The next week, back in LA, he headed to Wilshire Country Club in his red Ferrari for “drippy time.” A couple days later, he invited an octogenarian golfing buddy over to his house to try out his Trackman, an elaborate golf simulator he had had installed in his house. “Old homie couldn’t wait to pull up.” That same day, he took to Instagram to announce that he would be performing at ComplexCon Chicago, but in the comments he seemed mostly interested in figuring out which Chicago-area course to play. (He was leaning towards Cog Hill.)
Some rappers possess a Jordan-esque desire to achieve icon status. It’s safe to say that Q is not one of these rappers. He’s homies with elderly anesthesiologists and deer, he takes long walks every morning, and he golfs as much as humanly possible. He’s only 32-years old, but he’s living the charmed lifestyle of a retiree. And why not? He’s a millionaire, his legacy is mostly secured, and he’s at an age when many highly successful rappers enter a transitional period, in which they maintain their careers while fading away from their place at the heart of the zeitgeist. In Q’s case, this might be for the best.

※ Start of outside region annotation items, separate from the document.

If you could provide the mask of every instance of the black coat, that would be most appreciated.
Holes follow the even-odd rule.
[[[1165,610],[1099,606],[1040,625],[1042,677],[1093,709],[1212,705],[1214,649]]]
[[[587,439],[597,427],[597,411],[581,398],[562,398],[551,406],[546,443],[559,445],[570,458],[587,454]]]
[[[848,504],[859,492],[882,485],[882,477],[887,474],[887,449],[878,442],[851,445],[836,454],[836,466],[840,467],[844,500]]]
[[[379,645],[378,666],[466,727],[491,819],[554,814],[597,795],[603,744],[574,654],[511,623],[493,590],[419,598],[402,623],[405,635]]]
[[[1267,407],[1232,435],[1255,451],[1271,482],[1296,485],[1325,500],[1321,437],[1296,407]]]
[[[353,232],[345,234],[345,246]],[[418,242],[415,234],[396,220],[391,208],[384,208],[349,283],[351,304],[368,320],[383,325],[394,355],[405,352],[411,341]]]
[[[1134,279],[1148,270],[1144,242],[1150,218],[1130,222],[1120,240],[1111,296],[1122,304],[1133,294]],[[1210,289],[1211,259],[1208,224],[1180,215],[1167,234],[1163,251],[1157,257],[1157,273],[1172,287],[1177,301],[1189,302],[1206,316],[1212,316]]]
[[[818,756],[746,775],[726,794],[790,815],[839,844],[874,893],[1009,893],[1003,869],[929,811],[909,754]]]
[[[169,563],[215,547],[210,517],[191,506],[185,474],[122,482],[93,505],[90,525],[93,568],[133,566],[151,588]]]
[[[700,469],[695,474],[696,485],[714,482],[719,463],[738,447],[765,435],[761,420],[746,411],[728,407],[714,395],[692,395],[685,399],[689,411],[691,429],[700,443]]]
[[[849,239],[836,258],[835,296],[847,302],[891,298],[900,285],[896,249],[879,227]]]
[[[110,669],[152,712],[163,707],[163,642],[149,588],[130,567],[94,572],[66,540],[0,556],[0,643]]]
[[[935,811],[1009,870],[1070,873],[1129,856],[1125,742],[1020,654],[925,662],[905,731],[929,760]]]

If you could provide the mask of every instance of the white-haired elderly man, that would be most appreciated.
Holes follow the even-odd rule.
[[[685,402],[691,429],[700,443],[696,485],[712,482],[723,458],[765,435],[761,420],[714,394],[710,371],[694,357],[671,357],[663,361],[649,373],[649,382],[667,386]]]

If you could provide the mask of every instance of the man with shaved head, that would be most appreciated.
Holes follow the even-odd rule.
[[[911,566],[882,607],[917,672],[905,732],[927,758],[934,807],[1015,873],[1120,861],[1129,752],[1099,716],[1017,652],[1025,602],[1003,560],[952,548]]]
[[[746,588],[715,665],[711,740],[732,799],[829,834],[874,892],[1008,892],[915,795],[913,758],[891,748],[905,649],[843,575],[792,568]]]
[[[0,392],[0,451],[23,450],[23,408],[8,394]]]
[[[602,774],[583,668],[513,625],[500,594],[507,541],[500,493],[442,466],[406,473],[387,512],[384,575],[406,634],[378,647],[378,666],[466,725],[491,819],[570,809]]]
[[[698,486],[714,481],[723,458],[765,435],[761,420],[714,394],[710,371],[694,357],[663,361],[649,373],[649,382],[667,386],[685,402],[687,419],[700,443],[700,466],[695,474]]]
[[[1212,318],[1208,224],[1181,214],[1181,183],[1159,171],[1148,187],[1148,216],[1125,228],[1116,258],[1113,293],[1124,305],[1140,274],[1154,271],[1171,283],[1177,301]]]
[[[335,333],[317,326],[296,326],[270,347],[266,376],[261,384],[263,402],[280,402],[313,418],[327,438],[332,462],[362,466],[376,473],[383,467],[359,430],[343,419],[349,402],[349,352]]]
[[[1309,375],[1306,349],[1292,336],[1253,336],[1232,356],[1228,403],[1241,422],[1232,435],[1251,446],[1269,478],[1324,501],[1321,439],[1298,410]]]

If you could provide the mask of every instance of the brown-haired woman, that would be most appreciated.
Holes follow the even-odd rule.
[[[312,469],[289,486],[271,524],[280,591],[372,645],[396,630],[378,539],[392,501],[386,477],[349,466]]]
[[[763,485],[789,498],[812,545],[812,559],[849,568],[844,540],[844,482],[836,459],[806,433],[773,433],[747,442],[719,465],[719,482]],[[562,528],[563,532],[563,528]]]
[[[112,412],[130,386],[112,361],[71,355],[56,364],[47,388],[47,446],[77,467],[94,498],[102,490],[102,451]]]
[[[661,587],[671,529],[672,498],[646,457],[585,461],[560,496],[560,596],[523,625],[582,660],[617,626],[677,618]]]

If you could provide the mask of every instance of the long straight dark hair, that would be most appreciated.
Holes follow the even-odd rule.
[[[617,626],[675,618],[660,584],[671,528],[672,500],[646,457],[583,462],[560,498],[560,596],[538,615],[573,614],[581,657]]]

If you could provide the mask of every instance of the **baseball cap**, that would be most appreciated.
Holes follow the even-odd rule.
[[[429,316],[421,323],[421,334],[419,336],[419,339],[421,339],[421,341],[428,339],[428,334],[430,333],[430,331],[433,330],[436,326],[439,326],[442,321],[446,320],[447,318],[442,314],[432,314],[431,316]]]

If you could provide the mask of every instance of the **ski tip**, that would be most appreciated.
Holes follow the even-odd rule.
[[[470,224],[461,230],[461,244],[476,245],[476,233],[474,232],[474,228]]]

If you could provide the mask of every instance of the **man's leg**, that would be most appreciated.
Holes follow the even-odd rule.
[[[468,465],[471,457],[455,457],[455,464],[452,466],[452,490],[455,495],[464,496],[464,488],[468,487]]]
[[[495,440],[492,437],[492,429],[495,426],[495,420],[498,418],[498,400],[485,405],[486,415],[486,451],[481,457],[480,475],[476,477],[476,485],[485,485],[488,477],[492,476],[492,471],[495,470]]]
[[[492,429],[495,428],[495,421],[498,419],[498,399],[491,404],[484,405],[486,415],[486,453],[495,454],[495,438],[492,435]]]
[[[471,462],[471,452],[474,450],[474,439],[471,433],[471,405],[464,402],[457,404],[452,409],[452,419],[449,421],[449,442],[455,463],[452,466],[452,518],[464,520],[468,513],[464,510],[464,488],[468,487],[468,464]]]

“Once I crawled out of depression without knowing I was in depression, It was just like, ‘What the fuck, I can’t even explain why I’m just so happy,’” Q says. “When you look at my pictures, go back to my pictures, just look at my skin. If you go to 2014, 2015, I look way different from there. It’s crazy. Your whole body, your whole face change, bro. Your organs, everything changes when you be happy.”
For ScHoolboy Q, the rap game can wait. Right now, he’s focused on giving his superpowers to raising his daughter. (“I can’t be a deadbeat out here.”) Besides that, leisure is paramount. The links beckon. Since the beginning of our phone call, he’s wandered away from the chipping green at Monterey Peninsula in search of good cell service. He winds up in the parking lot. His tee time is in 30 minutes now, and he needs to get ready. “I gotta go hit a buckets of balls.”